Reputation: 4408
I have a single excel workbook, df, that contains two tabs, Sheet1 and Sheet2. I would like to extract values from both tabs and create a new dataframe using openpyxl/Pandas.
Sheet1
2021 2021
q1 q2
ID 1 1
ID2 3 3
name A A
Sheet2
2021 2021
q1 q2
ID 2 2
ID2 2 2
name B B
Desired
quarter year ID ID2 name
q1 2021 1 3 A
q1 2021 2 2 B
Doing
#Load openpyxl
import openpyxl
wb = openpyxl.load_workbook("df.xlsx")
ws1 = wb.worksheets[0]
ws2 = wb.worksheets[1]
#create loop that will iterate over the first row and end at 2nd column for each sheet
for row in ws1.iter_rows(min_row = 0, max_col = 1, max_row = 3, min_col = 0
for cell in row:
print(cell.value, end="")
print()
for row in ws2.iter_rows(min_row = 0, max_col = 1, max_row = 3, min_col = 0
for cell in row:
print(cell.value, end="")
print()
I am having trouble with creating a new dataframe from the values collected. Any suggestion or input is appreciated. I am still troubleshooting this.
Upvotes: 2
Views: 847
Reputation: 9207
pd.read_excel can read a specific sheet or multiple, like shown below:
import pandas as pd
dict_dfs = pd.read_excel("df.xlsx", sheet_name=[0,1])
df = pd.concat(dict_dfs)
Afterwards you can iterate over the dictionary of dataframes or combine them directly if the format of the excel files already allows it.

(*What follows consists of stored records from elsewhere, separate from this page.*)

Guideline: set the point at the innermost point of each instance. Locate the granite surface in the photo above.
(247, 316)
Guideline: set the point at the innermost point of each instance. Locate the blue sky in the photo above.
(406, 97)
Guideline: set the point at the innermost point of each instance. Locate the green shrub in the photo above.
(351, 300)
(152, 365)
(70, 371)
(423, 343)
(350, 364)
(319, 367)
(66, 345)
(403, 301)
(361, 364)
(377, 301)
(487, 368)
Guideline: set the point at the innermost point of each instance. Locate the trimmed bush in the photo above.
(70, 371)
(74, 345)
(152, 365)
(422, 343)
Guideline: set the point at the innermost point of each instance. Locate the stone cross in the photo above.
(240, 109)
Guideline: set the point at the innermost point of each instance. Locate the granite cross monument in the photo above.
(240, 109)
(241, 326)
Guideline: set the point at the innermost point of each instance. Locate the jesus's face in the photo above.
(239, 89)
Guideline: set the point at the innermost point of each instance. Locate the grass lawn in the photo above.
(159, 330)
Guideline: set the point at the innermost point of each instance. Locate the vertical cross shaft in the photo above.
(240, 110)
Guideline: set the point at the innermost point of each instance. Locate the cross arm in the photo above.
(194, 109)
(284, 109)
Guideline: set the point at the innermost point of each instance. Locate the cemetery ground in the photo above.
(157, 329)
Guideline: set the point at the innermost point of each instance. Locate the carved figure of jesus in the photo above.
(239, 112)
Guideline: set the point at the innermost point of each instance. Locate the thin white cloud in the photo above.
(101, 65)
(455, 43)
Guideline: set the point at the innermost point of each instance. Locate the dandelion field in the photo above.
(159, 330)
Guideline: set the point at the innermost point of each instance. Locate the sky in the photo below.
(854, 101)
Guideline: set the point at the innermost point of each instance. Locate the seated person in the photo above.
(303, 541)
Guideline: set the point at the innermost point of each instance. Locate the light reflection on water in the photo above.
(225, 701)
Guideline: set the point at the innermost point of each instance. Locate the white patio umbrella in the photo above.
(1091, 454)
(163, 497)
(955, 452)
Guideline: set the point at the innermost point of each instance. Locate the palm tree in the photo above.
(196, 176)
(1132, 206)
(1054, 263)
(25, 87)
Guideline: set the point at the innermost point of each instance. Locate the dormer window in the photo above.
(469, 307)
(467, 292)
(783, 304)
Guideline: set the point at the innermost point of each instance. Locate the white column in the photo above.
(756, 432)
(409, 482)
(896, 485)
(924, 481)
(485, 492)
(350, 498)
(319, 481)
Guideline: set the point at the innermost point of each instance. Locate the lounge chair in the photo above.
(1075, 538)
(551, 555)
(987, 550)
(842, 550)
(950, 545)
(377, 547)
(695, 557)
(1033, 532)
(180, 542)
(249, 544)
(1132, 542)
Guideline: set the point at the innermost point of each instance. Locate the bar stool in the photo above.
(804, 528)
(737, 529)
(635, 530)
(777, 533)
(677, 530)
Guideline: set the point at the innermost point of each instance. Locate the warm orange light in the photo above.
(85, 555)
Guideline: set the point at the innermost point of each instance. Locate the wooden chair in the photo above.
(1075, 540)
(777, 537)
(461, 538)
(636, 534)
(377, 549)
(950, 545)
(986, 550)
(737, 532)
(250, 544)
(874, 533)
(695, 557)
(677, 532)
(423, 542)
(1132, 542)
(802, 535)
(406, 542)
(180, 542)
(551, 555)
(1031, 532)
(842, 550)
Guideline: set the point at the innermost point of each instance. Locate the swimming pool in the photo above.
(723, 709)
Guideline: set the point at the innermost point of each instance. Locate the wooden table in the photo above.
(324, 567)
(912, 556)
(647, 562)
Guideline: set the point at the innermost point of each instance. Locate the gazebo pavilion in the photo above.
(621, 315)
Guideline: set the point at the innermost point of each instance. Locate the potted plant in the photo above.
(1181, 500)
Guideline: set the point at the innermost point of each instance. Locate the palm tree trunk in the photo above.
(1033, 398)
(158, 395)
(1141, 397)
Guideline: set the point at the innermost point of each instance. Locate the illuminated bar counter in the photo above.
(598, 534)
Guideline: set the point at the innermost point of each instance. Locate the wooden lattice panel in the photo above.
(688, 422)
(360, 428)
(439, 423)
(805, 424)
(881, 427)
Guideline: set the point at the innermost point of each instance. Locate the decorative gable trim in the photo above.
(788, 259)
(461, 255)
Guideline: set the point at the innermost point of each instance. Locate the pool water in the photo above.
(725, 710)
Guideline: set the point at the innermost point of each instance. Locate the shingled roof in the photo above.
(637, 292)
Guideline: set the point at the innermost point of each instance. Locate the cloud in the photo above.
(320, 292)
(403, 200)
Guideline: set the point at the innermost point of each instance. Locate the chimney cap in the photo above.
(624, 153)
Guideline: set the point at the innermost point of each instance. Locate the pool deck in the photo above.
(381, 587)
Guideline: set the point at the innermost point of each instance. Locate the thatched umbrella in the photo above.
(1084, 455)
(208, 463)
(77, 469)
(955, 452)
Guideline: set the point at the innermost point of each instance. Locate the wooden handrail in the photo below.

Example, after loading with sample data:
import pandas as pd
df1 = pd.DataFrame({'2021': {'_': 'q1', 'ID': '2', 'ID2': '2', 'name': 'B'},
'2021.1': {'_': 'q2', 'ID': '2', 'ID2': '2', 'name': 'B'}})
df2 = pd.DataFrame({'2021': {'_': 'q1', 'ID': '1', 'ID2': '3', 'name': 'A'},
'2021.1': {'_': 'q2', 'ID': '1', 'ID2': '3', 'name': 'A'}})
df = pd.concat([df1.T,df2.T])
df.index = df.index.str.split(".").str[0]
print(df)
# _ ID ID2 name
# 2021 q1 2 2 B
# 2021 q2 2 2 B
# 2021 q1 1 3 A
# 2021 q2 1 3 A
The .T
gives you the transposed dataframe.
Upvotes: 1